Гликерия утирала слезы, причитая. Потом посмотрела повнимательнее на подругу.
– И как ты, Нина, вот это все так спокойно переносишь? Ты ведь тоже женщина, а не горюешь, не плачешь совсем. Неужто не жаль жизнь загубленную? – голос ее сорвался, она прикрыла рот краем платка.
– Конечно, жаль. И отрока жаль, и мать его. Но ты же знаешь, сколько лет у нас аптека. Знаешь, сколько смертей я видела? И младенцев, коих спасти не смогли, и детей постарше, коих лихорадка унесла, и матерей, умерших от родильной горячки, и сильных мужчин, что умирали от пустячной раны, потому как слишком поздно к врачевателям пришли. И каждая смерть – еще и чье-то горе. Не всех спасти можно, как ни старайся. Божья воля человеку неподвластна. Сердце-то, оно болит за каждую душу ушедшую, да только слезы уже высохли. Одной молитвой и спасаешься.

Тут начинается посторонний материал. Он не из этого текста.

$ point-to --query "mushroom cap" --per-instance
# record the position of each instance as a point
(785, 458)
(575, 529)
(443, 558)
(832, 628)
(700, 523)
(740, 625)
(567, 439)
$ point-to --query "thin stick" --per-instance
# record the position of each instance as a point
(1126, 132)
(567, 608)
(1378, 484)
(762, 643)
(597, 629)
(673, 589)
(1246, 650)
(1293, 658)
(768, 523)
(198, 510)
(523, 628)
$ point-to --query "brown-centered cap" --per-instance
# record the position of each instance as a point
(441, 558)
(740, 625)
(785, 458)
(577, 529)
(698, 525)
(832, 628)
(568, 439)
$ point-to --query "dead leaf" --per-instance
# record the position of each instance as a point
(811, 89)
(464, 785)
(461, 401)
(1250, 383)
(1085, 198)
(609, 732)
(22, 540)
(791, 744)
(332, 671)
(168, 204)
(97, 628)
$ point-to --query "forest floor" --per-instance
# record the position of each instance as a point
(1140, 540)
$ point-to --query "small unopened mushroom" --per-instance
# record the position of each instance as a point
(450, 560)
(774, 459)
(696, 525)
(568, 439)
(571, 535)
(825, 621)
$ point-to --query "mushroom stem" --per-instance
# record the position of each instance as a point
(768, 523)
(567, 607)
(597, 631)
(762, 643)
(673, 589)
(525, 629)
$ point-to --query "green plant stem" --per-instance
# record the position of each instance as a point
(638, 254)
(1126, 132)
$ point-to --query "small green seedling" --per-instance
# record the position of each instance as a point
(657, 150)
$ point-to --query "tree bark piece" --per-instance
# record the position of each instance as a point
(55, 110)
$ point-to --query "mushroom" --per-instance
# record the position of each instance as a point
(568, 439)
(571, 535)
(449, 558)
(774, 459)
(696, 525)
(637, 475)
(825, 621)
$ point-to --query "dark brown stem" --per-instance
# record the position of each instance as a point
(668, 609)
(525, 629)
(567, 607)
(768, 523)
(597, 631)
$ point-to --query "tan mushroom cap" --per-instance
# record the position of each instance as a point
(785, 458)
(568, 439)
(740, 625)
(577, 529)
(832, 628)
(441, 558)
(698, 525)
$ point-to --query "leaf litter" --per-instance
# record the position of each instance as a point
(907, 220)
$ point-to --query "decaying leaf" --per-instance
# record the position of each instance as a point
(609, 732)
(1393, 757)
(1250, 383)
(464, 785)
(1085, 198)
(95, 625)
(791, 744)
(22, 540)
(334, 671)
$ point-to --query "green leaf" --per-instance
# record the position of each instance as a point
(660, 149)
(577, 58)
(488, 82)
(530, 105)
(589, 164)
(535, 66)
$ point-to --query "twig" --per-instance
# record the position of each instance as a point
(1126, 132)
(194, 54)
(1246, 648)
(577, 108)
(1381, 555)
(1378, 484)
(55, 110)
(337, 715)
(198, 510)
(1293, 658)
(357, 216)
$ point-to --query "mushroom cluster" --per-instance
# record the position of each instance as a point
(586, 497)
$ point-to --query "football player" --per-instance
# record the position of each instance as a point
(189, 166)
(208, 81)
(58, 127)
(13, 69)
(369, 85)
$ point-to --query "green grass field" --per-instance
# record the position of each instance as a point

Женщины долго еще сидели, обсудили и несчастную долю матерей, и опасности, что подстерегают в большом городе. Лукумадесы они вдвоем все-таки съели. Что лучше успокоит взволнованную душу, чем беседа с доброй подругой и выпечка, тающая во рту?
Солнце клонилось к закату, пора было закрывать пекарню да выставлять непроданный хлеб для нуждающихся. Феодор такой обычай завел у себя – ежели товар остается, то складывать его в корзину и выставлять вечером под портиком. Всегда найдутся люди, кому нужда не дает хлеба детям купить, а гордость не позволяет милостыню просить.
Нина распрощалась с подругой, пообещалась зайти завтра, если справится вовремя с заказами. Только попросила этими в грех вводящими лукумадесами ее больше не угощать, а то придется новые туники шить. Потому как нынешние от таких угощений скоро лопнут на той части тела, что как раз промеж головы и скамейки располагается. Гликерия только фыркнула. Нина, не в пример хозяйки пекарни, слишком тоща, что для почтенной женщины не достоинство.